Thursday, January 22, 2009

Hey George Bush, C-Ya, Wouldn't wanna B-Ya!

I must admit. I am a staunch liberal. I was a kid during the Clinton years. So the idea of having a democratic president seems really novel to me. I'm lucky. I'm not one of those liberals who has to fight with their parents. My folks went to Woodstock and brought us up on a steady diet of blue mule and first amendment sandwiches. (No wonder I was so overweight). Anyway, this Barack Obama thing has really made me happy. On a very simple note, I student teach in an inner city school where most of my students are very poor, very underprivileged, African American students. Having Barack Obama as the President (it now deserves a capital letter) gives new hope, new direction for people who previously believed that if they weren't born into privilege, they would be doomed to end up in the same position as their parents (don't we all feel like that). But now there's hope for those kids. He's no George Bush, he's no Kennedy. He didn't land this position because he's "American Royalty." And that's a beautiful thing. It reaffirms my faith in this country (which I never really had). Anyway, I think that it's a new start for out country and also for minority groups who were previously pigeonholed. I think that the Roger Bannister paradox will kick in here.
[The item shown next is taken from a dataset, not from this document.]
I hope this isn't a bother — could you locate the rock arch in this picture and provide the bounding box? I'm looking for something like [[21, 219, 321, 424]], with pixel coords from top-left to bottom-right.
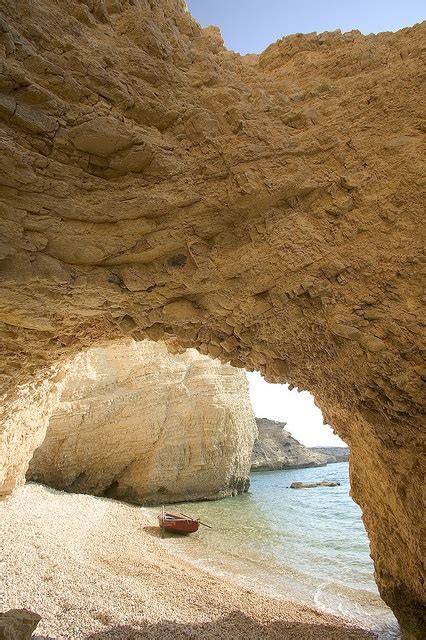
[[0, 0, 424, 638]]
I feel hopeful.
Besides the fact that he's smart and charismatic and compassionate and helpful to the country, I also think he's pretty dreamy.

Tuesday, January 6, 2009

kiss kiss

I love 2009. I'll admit it. Even though it's only 6 days into the new year, I'm still basking in the afterglow of a week long love fest. Not a summer fling but a holiday fling. On Christmas eve, after a carefully high proteined, low carbed meal with my mom and sister's family, I came back to my house to a tawdry night full of egg nog and my roommate's visiting brother. Jonathan. He and my roommate and her man had been sitting in front of the fireplace drinking eggnog and playing guitar hero and getting extremely silly. One thing led to another and, well... I had a Christmas miracle (I got laid!) and a New Years eve kiss. It was so nice. We basically spent the whole time he was here together. Snuggled up, kissing, building snowmen, shopping, throwing snowballs. I feel like I'm in love. He's in medica school in New York. I hope I see him again... sigh... anyway. I guess I'll see how it goes.